Sunday stroll to Kidlington along the Oxford Canal

We met Barry the volunteer lock master at the Wolvercote Lock on our walk Sunday from Oxford to Kidlington, an eight-mile ramble along the tow path. Our guide on this trek is “British Footpath Guide” by Richard Hayward of Bellingham, WA, and much of the information here is taken from that book.

Barry operates the lock for a narrow boat on the Oxford Canal.
Barry operates the lock for a narrow boat on the Oxford Canal.

The Oxford Canal was part of a vast system built between 1760 and 1820 to transport coal and other goods. Today the boats plying the canals are “narrow boats,” mostly carrying vacationers and folks partying. We were surprised at how quietly the diesel engines propel these long boats. But then they are going very slowly, probably not much faster than the original boats pulled by a single horse along the tow path — about two miles an hour.

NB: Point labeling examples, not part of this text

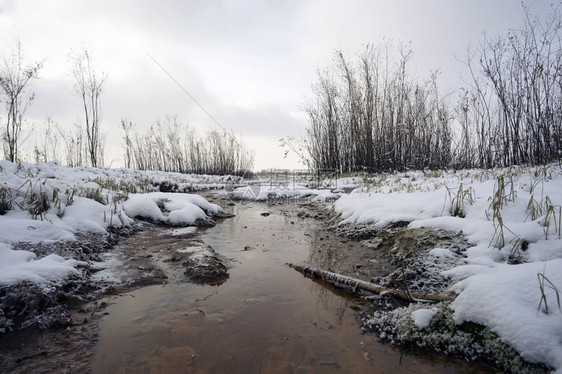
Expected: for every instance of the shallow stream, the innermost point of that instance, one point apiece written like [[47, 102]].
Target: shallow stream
[[265, 318]]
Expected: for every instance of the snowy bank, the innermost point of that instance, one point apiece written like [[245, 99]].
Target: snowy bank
[[511, 219], [49, 203]]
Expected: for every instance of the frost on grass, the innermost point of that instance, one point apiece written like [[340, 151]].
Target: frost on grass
[[510, 220], [420, 326], [173, 209]]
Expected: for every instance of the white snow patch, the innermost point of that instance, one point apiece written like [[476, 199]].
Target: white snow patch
[[441, 252], [422, 317]]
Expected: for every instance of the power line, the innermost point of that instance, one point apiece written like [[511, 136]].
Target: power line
[[186, 91]]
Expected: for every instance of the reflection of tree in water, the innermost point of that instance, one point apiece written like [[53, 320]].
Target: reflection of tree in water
[[331, 299]]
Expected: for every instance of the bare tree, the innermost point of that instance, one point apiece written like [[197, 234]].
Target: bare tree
[[89, 88], [15, 81]]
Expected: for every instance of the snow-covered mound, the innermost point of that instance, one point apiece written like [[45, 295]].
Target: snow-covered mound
[[49, 203], [511, 218], [171, 208]]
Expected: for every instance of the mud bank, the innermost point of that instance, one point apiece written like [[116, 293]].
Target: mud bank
[[207, 299]]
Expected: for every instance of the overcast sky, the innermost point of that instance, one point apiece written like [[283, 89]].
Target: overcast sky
[[249, 63]]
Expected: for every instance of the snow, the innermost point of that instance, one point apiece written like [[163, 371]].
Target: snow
[[491, 290], [422, 317], [48, 203], [285, 193], [441, 252], [507, 299], [17, 266], [182, 209]]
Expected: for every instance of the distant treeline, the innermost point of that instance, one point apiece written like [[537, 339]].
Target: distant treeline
[[176, 147], [369, 113]]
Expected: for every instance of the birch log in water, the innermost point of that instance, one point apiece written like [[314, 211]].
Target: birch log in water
[[355, 285]]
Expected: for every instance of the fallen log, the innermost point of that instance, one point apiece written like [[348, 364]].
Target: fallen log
[[355, 285]]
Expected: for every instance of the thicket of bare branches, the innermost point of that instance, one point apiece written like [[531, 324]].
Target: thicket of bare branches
[[512, 113], [371, 114], [89, 87], [175, 147], [16, 78]]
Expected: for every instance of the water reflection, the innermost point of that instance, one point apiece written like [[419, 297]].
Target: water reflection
[[266, 318]]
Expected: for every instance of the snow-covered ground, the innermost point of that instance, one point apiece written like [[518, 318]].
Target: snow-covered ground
[[511, 218], [49, 203]]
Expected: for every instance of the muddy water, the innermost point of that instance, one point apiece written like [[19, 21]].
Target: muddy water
[[265, 318]]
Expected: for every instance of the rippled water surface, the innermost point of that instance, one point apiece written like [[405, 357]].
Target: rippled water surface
[[265, 318]]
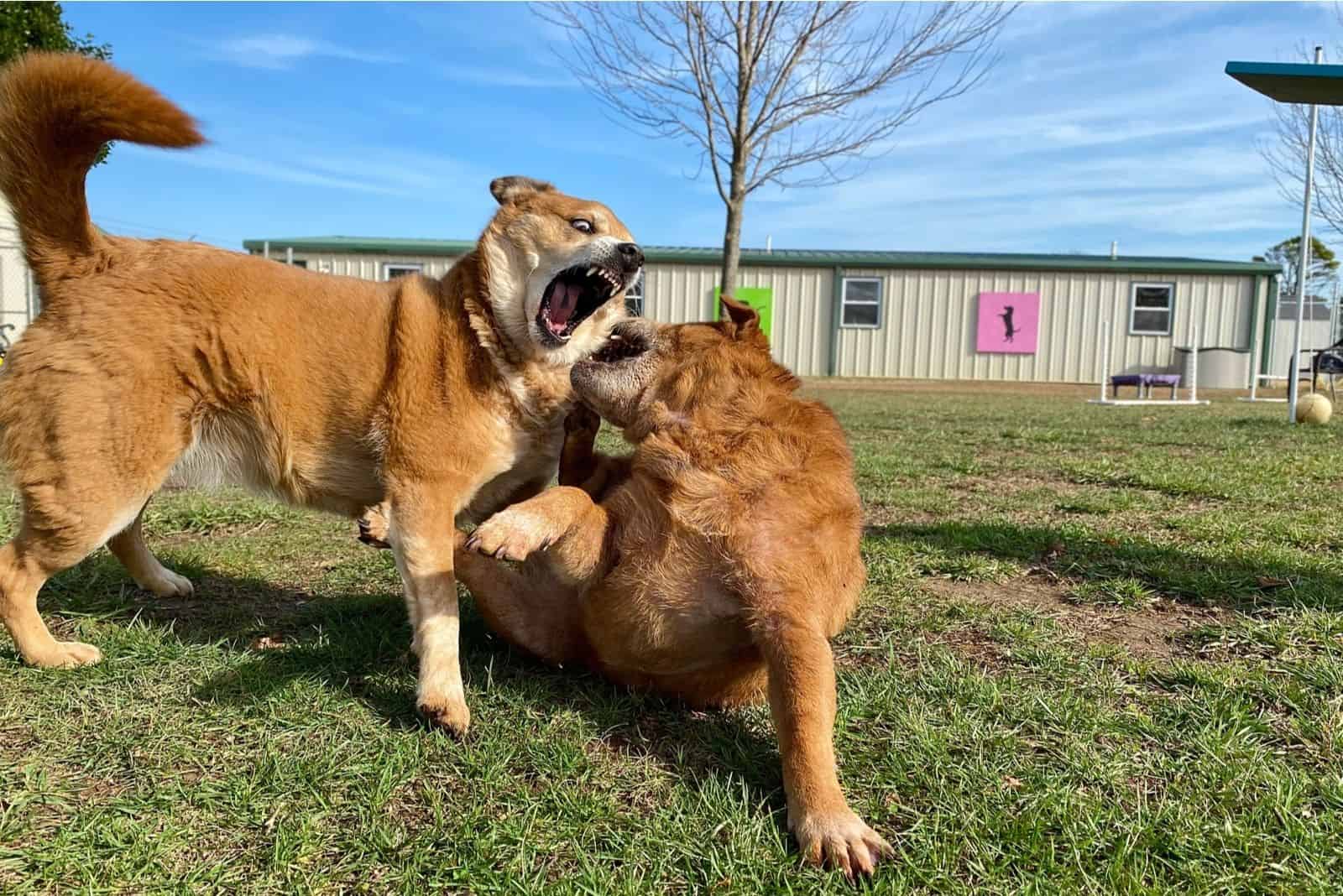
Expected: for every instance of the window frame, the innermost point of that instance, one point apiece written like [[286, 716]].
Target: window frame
[[1170, 306], [845, 302], [406, 267], [637, 284]]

Barry said the “seedy” part of the canal came from graffiti, which we had noticed, and the squatters who moored along the canal but “don’t pay a penny.” He said there was “no danger or anything as far as I’m aware but not pleasant.”

Narrow boats ply the Oxford Canal.
Narrow boats ply the Oxford Canal.

The boats moored along the canal did range from the well kept to the derelict. We saw lots of moss and mold on some and a shiny surface on others.

We stopped and watched several boats make their way through locks, many of them operated by the boaters themselves when there was no Barry around to help.

Wood pigeon
Wood pigeon

We saw more of what we have come to call “giant pigeons.” Earlier we had also referred to these as mourning doves, but have since identified them via the National Geographic web site as likely wood pigeons, Britain’s most common variety. We hear them each morning outside our apartment and spy them in trees and on steeples all over the place.

Many of the houses along the canal had beautiful, well-kept gardens trailing down to the water. There, patios, benches and small sheds or boathouses offer places to entertain or to sit quietly and enjoy the canal.

A house along a wide place in the canal.
A house along a wide place in the canal.

The tow path is shared by walkers, bikers and runners and was quite busy on our sunny and warm Sunday afternoon.

At Kidlington, we ate at the Black Horse pub where we shared lively conversation on politics and culture with two British coach (bus) drivers. Jason seemed incredulous about Donald Trump as a presidential candidate (who isn’t?). Mark had lots of advice on wealth versus happiness, the virtues of marriage and the pleasures of a Sunday afternoon with Guinness (which is becoming Kathy’s favorite drink).